Mackay watched the progress of events with quickening interest, while Emu Bill with many a muttered malediction examined the charges in his revolver, and smoked reflectively. Mackay was very unwilling to awake the sleepers unless it were absolutely necessary; they needed all the rest they could get. But Emu Bill recalled him to a sense of duty.
"I've been watching the circus," he said quietly, "an' I can see nary mourner in the crowd. For a dead cert they'll be comin' fur us when they've worked up enough enthusiasm. They'll imagine us to be asleep by now."
Mackay got up without a word, and shook Bob and Jack back to consciousness. Never Never Dave was alert on the instant, but the Shadow slumbered deeply and refused to be awakened, whereupon Emu Bill aroused him by rolling him rudely out of his blanket, a proceeding which almost created a civil war on the spot.
"You has no right to dislocate my sweet dreams in such a dingo fashion," the bellicose Shadow protested grumpily; but when he understood the seriousness of the position his wrath dissolved speedily. "At the same time I reckon you is a bit too much skeert about the antics o' them muskitties," he remarked chidingly. "I was having a daisy dream, I was; flooded rivers an' gold an' di'monds, an'——"
"Shut it off, Shad," unsympathetically interrupted the object of his disapproval. "They're on our track now. Look!"
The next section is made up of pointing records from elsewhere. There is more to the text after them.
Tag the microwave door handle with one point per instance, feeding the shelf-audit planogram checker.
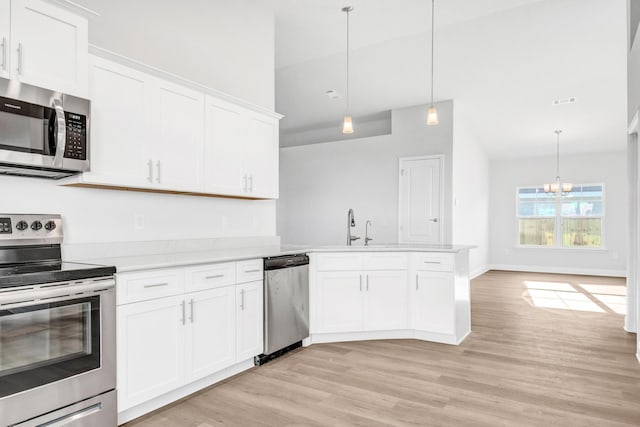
(61, 134)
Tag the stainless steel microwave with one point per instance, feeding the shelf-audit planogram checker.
(42, 133)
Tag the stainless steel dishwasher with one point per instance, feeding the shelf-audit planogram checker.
(286, 304)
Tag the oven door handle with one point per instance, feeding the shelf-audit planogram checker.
(61, 134)
(31, 296)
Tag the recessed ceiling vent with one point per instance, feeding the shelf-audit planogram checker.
(564, 101)
(332, 94)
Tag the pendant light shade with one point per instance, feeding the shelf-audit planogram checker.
(558, 185)
(432, 113)
(347, 123)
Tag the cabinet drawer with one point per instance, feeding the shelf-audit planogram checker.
(210, 276)
(339, 262)
(432, 261)
(385, 261)
(147, 285)
(249, 271)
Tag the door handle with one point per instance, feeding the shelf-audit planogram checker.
(19, 68)
(4, 53)
(61, 135)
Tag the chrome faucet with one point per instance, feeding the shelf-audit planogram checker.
(351, 222)
(367, 239)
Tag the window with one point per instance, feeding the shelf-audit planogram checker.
(570, 220)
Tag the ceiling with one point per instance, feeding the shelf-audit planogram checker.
(503, 62)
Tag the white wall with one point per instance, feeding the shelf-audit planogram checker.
(320, 182)
(507, 174)
(92, 215)
(222, 44)
(470, 192)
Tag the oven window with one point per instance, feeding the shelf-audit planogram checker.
(23, 133)
(44, 343)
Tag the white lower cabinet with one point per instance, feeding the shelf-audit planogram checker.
(166, 342)
(150, 340)
(433, 302)
(211, 335)
(361, 300)
(249, 318)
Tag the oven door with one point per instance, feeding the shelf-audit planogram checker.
(56, 348)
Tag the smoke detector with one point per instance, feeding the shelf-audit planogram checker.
(332, 94)
(563, 101)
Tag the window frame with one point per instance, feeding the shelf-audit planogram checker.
(559, 221)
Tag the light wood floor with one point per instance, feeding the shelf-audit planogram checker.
(522, 365)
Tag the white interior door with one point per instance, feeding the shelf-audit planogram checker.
(420, 213)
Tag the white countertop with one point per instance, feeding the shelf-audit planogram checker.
(177, 259)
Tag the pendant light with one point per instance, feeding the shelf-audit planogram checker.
(432, 113)
(347, 123)
(558, 185)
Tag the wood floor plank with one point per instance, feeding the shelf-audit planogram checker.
(525, 363)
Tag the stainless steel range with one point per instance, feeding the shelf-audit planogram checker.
(57, 330)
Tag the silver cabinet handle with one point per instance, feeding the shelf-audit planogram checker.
(4, 53)
(156, 285)
(19, 68)
(61, 135)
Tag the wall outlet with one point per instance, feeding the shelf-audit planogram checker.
(138, 221)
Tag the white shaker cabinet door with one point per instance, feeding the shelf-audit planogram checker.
(385, 306)
(249, 320)
(339, 301)
(5, 38)
(433, 302)
(178, 137)
(120, 115)
(49, 47)
(261, 156)
(211, 331)
(224, 139)
(150, 346)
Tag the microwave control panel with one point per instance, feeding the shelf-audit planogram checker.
(76, 147)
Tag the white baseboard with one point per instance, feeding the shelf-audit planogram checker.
(559, 270)
(479, 272)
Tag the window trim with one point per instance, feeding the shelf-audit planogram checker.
(559, 222)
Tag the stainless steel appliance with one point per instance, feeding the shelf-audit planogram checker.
(57, 330)
(42, 133)
(286, 304)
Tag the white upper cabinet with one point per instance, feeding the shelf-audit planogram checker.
(5, 27)
(48, 47)
(224, 148)
(120, 120)
(178, 137)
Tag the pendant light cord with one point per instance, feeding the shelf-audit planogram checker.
(432, 44)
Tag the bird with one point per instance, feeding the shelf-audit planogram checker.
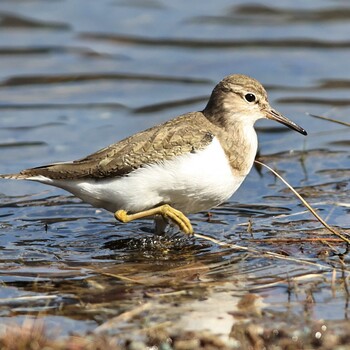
(188, 164)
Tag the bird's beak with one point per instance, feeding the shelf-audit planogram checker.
(278, 117)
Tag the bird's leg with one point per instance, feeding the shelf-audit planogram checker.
(165, 210)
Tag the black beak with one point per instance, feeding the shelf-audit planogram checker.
(274, 115)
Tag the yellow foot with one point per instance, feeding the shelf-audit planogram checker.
(168, 212)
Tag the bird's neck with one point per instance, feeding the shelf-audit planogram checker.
(239, 141)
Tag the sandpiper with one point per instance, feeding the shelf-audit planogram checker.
(191, 163)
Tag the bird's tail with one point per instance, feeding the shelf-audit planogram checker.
(17, 176)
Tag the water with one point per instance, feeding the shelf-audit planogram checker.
(78, 75)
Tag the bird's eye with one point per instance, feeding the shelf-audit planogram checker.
(250, 97)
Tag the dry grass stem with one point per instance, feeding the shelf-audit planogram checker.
(306, 204)
(124, 317)
(259, 252)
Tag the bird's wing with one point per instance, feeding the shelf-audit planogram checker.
(188, 133)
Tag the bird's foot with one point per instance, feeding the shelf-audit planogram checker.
(168, 212)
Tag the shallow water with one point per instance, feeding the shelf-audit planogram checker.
(77, 76)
The corroborree fire continued to blaze up vividly, and the watchers could see numerous naked savages piling on the logs and dancing amid the showering sparks like denizens of the nether world. The circling mass of grotesquely garbed warriors had broken up in apparent confusion, but quickly they again came into view and re-formed on the edge of the zone of illumination, then spreading fan-like to north and south, they came slowly yet steadily towards the supposed sleeping camp. A moment more and they were hidden from view in the intervening shadows.
"Things are beginning to look lively," said Bob, adjusting his cartridge-belt.
Jack ranged himself quietly by his comrade's side, his rifle gripped in readiness.
"I don't know how this is going to turn out, Bob," he said slowly; "but I mean to shoot straight, to-night."